Fine, but then that backend handler has permission itself to do whatever it is, regardless of whether or not the token does, since as you said, it COULD need it to service that request?

> I don’t want IAM to work that way. I don’t want to use IAM for this? It’s the wrong tool.

Yes.. I.. agree, I'm confused now why we're even talking about IAM, it's solving a slightly similar problem at a different level; isn't particularly useful here.



Token checking can happen literally at the DB layer, or storage layer if you have such a system (like Google or AWS or whatever).

And I don't know why, you're the only who responded to my reply to 'What specifically do you have issues with when it comes to IAM?'

Haha


Well the use case wasn't clear to me 'up there', I thought you were arguing against IAM in general, or for cases where others do use it.

Essentially I suppose I disagree that it's only good for human users with long-lived roles, but I'm not saying it's the right tool for per-request granular authn, and I'd be surprised to learn that anyone is saying or (trying to be) using it like that. IAM's not even for end human users, (as in of your application) nevermind breaking further down into different types of request from them or on their behalf.


I wasn’t referring to end users? I was referring to admins, employees of the company, etc, which is what IAM is a good fit for.
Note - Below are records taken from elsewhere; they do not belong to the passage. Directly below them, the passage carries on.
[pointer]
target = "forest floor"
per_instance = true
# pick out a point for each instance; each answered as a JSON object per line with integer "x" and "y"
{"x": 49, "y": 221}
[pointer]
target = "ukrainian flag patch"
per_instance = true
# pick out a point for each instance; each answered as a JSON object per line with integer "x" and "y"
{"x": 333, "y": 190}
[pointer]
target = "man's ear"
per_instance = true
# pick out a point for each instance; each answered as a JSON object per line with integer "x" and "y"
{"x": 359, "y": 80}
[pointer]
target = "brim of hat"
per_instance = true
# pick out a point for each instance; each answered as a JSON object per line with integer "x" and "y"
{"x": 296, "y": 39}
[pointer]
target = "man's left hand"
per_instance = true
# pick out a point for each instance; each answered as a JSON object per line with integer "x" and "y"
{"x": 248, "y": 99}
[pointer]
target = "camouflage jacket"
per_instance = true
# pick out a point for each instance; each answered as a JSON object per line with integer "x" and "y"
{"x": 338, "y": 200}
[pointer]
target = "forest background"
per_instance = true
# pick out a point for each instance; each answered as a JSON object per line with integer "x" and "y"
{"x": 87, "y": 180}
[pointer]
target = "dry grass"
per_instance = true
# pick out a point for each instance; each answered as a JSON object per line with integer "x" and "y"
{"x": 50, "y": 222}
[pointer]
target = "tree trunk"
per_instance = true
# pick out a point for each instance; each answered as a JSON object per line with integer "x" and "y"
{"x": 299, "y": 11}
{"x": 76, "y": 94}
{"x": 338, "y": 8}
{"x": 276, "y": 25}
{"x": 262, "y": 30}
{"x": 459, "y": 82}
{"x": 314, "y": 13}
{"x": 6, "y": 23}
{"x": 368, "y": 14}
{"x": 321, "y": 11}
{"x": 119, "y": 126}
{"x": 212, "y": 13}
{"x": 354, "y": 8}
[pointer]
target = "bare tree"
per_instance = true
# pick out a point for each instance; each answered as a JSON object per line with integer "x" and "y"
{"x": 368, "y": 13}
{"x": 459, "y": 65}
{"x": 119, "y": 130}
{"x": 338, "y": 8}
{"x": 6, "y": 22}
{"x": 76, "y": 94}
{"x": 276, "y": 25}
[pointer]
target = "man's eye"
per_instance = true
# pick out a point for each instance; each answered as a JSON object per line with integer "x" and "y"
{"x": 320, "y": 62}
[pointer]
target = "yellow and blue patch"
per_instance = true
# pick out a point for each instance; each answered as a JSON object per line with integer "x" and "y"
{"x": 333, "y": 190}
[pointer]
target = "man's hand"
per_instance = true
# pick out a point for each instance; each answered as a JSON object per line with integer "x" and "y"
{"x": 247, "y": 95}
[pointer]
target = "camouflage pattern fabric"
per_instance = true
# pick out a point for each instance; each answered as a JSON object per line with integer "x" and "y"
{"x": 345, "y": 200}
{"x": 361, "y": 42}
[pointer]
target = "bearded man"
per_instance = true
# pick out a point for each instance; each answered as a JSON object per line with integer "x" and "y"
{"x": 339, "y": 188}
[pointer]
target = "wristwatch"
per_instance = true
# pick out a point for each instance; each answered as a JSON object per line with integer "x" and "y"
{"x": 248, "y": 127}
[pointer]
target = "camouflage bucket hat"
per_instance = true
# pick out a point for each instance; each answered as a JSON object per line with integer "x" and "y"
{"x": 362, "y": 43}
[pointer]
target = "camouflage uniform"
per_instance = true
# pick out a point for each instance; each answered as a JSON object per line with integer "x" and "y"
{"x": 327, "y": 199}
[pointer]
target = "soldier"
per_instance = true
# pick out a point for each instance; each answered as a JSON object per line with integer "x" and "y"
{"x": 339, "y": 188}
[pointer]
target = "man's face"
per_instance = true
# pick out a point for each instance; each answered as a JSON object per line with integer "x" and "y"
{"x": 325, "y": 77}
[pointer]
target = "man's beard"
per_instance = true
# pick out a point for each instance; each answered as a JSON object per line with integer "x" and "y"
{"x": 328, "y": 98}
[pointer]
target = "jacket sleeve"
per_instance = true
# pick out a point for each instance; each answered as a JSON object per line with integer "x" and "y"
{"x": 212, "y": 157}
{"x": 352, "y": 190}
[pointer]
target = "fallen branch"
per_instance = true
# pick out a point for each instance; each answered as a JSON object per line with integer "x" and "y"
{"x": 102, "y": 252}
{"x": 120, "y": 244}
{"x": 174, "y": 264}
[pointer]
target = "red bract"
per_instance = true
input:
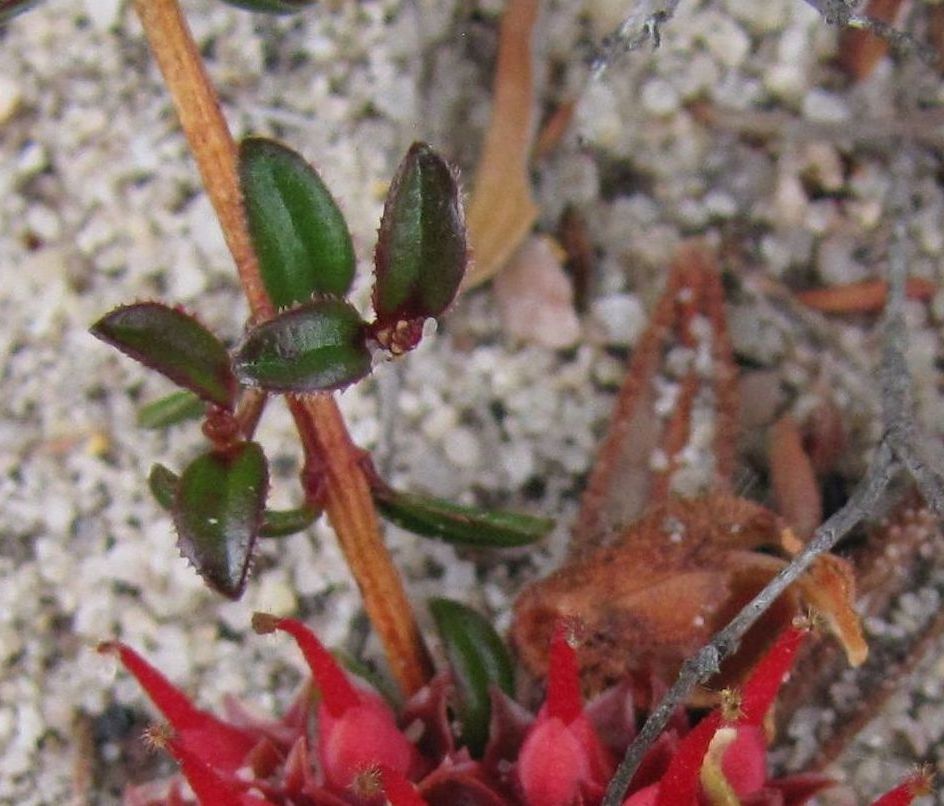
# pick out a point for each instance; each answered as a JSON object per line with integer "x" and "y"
{"x": 558, "y": 759}
{"x": 912, "y": 787}
{"x": 218, "y": 743}
{"x": 562, "y": 761}
{"x": 357, "y": 730}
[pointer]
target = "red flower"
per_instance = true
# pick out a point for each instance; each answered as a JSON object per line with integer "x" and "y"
{"x": 559, "y": 759}
{"x": 562, "y": 760}
{"x": 357, "y": 730}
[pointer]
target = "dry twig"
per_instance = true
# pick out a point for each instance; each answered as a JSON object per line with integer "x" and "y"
{"x": 899, "y": 448}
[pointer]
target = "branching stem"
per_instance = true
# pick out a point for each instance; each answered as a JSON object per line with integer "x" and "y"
{"x": 900, "y": 448}
{"x": 321, "y": 428}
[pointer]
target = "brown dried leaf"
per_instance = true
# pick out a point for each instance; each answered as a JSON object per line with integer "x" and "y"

Using that as the sole way to Scope process/machine access though IS a weird fit in an automated environment for the reasons I laid out. You either come up with a broad scope that covers everything the job/process/machine could ever need to do or access (and then hope there is no exploit or bug that results in it accessing more), or build something like a token system that lets you get/scope access or permission in the context of the work it is doing on behalf of someone else. Which requires investment, but fits what should really be happening better. That is more of the ‘zero trust’ model, but certainly not all of it.